A few days later, I was getting the girls ready to walk home from the daycare and Big A tells her boyfriend's mom (loud enough for everyone to hear), "I have homework every night and I'm supposed to have at least one parent sign my agenda book, and they, like, almost never do, it's the worst!" For the record, we DO sign her agenda and Adam, in particular, is obsessive about making sure she's done her reading and/or homework, so I don't know what she's talking about, but she sure succeeded in making me mortified, and feel like the worst parent on the planet. Although in all honesty I think I do that to myself most of the time.
Big A has also become my harshest beauty critic. On days I am not seeing clients and am wearing 'comfort clothes' (i.e. yoga pants and a jersey top) she will say to me, "You aren't working today, are you? Because those are NOT work clothes!" This is from a kid who goes to school with pink hair, leg warmers and temporary tatoos all over her body. Even better, yesterday I woke up looking particularly 'rumpled', you know, with pillow lines all over my face. Although I was just going to the gym to teach my spinning class, I decided a wee bit of makeup was in order. Big A came into the bathroom and asked what I was doing. I explained that I was trying to make it less obvious that I'd just rolled out of bed. She watched quietly and when I was done she said, "Mommy now it just looks like you slept with your makeup on." Ha, I can't get away with anything!
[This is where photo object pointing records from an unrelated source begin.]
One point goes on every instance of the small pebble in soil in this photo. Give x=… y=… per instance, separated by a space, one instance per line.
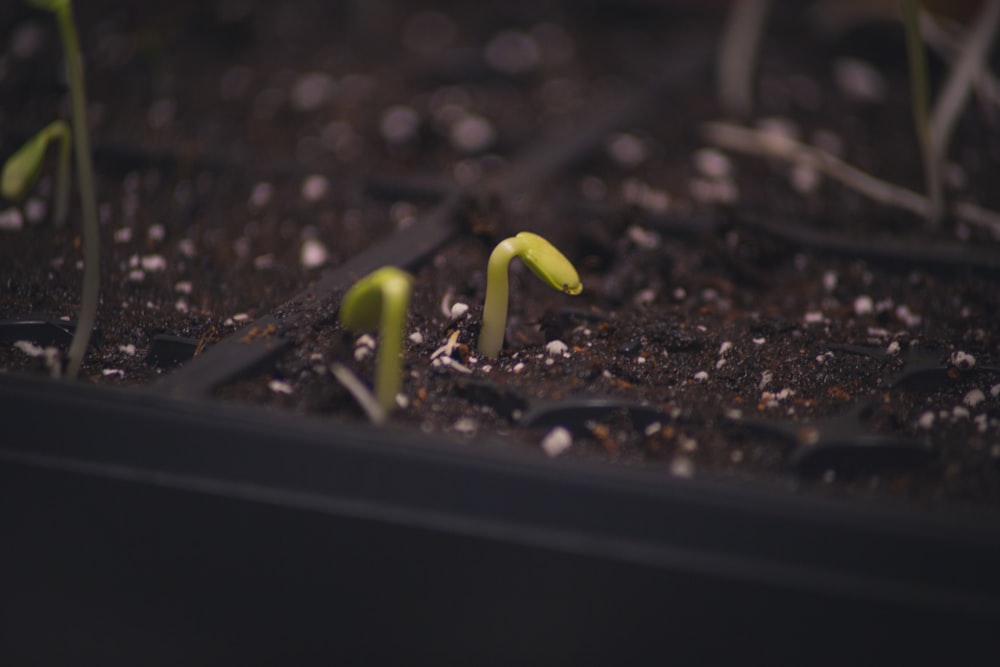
x=313 y=254
x=465 y=426
x=315 y=187
x=626 y=150
x=974 y=398
x=512 y=52
x=557 y=441
x=712 y=163
x=859 y=81
x=962 y=360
Yesterday Little A also had a winning comment. After Adam spent nearly 2 hours putting together the Barbie Dollhouse my parents got the girls for Hannukah, we went out to do some grocery shopping. Adam was exhausted and frustrated because it was a challenging task and the girls were neither grateful nor coopoerative about playing with the dollhouse together. He was rewarded for his hard work with the girls' fighting non-stop once it was completed. We decided to get out of the house and do some errands. Later on, as we were loading groceries into the trunk, Little A commented, "This was the worstest home day ever!" When I asked her why, she exclaimed, "Because we had to do so much work!" I thought Adam was going to tear his hair out.
There is no doubt both our children are 'spirited' and somewhat challenging. The volume in our home is always high. Both girls are dramatic, strong-willed, opinionated, competitive, and stubborn. I am told these are mostly all qualities that will serve them well in the future, but right now they are things that drive Adam and I crazy. Lately, we are both finding ourselves having difficulty maintaining our equilibrium when things start going out of control. It's a good thing we have a holiday coming up. We leave for Florida on December 24, and the trip can't come soon enough.
Once when Big A was an infant, my father commented that the best things about having children is watching them learn, grow, and develop both their cognitive skills and their personalities. I try to focus on the humour involved and remind myself every day how lucky we are to have 2 healthy, smart children who challenge us to be better people...and, of course, drive us COMPLETELY NUTS!